Политтехнология формы, или Мимесис политического. К вопросу о перерождении московского акционизма 90-х

Игорь Чубаров

Олег Кулик. Новая проповедь. Даниловский рынок, Москва, 15 сентября 1994

Олег Кулик. Новая проповедь. Даниловский рынок, Москва, 15 сентября 1994

Исторический материализм стремится к тому, чтобы зафиксировать образ прошлого таким, каким он неожиданно предстает историческому субъекту в момент опасности. Опасность грозит и содержанию традиции, и тем, кто ее воспринимает. И для того, и для другого опасность заключается в одном и том же: в готовности стать инструментом господствующего класса. В каждую эпоху необходимо вновь пытаться вырвать традицию у конформизма, который стремится воцариться над нею.




Теоретику всегда сложнее, чем художнику, говорить об актуальных тенденциях в искусстве. Художник более или менее следует здесь мейнстриму как некой полубессознательной стихии – смеси запросов рынка и вкуса, каких-то смутных идей и общественных ожиданий от искусства. Ему ничего не надо доказывать, достаточно просто комментировать текущую художественную деятельность, используя свои работы в качестве наглядной иллюстрации собственных же безответственных заявлений. В этом смысле теоретика, в условиях отсутствия экспертного сообщества в России, можно сравнить с внепарламентской оппозицией в той же стране. Что бы последняя ни говорила, у власть предержащих всегда есть последний убойный аргумент – ваши теории хороши на бумаге, а мы занимаемся практикой. Теоретик сколько угодно может критиковать современное искусство, но ему всегда могут ответить: извините, других художников у нас для вас нет.

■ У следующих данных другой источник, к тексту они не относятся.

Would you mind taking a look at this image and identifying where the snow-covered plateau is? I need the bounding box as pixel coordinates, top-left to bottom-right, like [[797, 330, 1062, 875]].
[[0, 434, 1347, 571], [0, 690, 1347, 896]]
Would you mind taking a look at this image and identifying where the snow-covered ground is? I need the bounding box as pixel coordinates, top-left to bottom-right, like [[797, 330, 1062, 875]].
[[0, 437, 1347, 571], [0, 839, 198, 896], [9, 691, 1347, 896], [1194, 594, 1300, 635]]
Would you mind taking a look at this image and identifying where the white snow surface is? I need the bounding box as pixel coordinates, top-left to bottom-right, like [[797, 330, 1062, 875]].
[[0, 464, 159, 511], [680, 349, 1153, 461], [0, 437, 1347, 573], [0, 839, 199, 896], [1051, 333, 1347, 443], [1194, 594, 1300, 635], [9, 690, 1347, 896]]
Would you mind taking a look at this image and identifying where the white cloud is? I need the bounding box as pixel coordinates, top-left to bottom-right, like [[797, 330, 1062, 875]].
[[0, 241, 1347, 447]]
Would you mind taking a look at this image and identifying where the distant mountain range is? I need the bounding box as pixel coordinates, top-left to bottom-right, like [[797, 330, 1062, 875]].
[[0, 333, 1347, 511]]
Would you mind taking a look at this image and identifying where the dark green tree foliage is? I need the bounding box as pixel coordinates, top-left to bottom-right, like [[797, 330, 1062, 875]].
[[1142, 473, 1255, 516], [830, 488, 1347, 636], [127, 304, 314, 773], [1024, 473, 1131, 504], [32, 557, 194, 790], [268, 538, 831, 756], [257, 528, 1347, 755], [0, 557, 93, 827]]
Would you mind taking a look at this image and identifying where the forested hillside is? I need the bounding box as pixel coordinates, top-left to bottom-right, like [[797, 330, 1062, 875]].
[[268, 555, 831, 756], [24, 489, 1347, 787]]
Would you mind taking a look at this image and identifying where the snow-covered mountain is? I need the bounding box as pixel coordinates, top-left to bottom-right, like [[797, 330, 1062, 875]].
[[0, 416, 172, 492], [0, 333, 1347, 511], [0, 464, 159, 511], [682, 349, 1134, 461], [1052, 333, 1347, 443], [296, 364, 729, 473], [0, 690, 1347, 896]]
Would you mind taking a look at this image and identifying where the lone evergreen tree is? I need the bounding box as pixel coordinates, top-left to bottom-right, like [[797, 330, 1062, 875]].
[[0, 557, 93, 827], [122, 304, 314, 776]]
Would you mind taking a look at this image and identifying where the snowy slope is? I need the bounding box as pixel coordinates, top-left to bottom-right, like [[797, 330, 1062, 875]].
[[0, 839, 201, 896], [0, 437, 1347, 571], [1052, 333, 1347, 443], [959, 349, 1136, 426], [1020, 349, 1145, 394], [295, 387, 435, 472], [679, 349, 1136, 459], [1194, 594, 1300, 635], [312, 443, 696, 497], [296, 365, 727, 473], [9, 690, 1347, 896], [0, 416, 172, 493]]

Впрочем, разговор пойдет не о художниках, а об "актуальных художниках", и не об искусстве, а о так называемом "современном искусстве", окопавшемся в нескольких галереях и частных квартирах г. Москвы, где оные художники в основном проживают. А они каким-то фантастическим образом, не имея достаточного художественного образования и элементарно не умея ни рисовать, ни лепить, умудрились перекочевать из псевдосоветской России в псевдоперестройку, из перестройки – в псевдолиберальные 90-е, а из 90-х – в уже настоящую "суверенную демократию" 00-х, так и оставшись на коне. Более того, за минувшее время они научились этим конем неплохо управлять. Но самое интересное, что по ходу дела они превратились из уличных левых активистов в правых буржуа среднего достатка, питающихся только эксклюзивной пищей и предпочитающих дорогие модели автомобилей.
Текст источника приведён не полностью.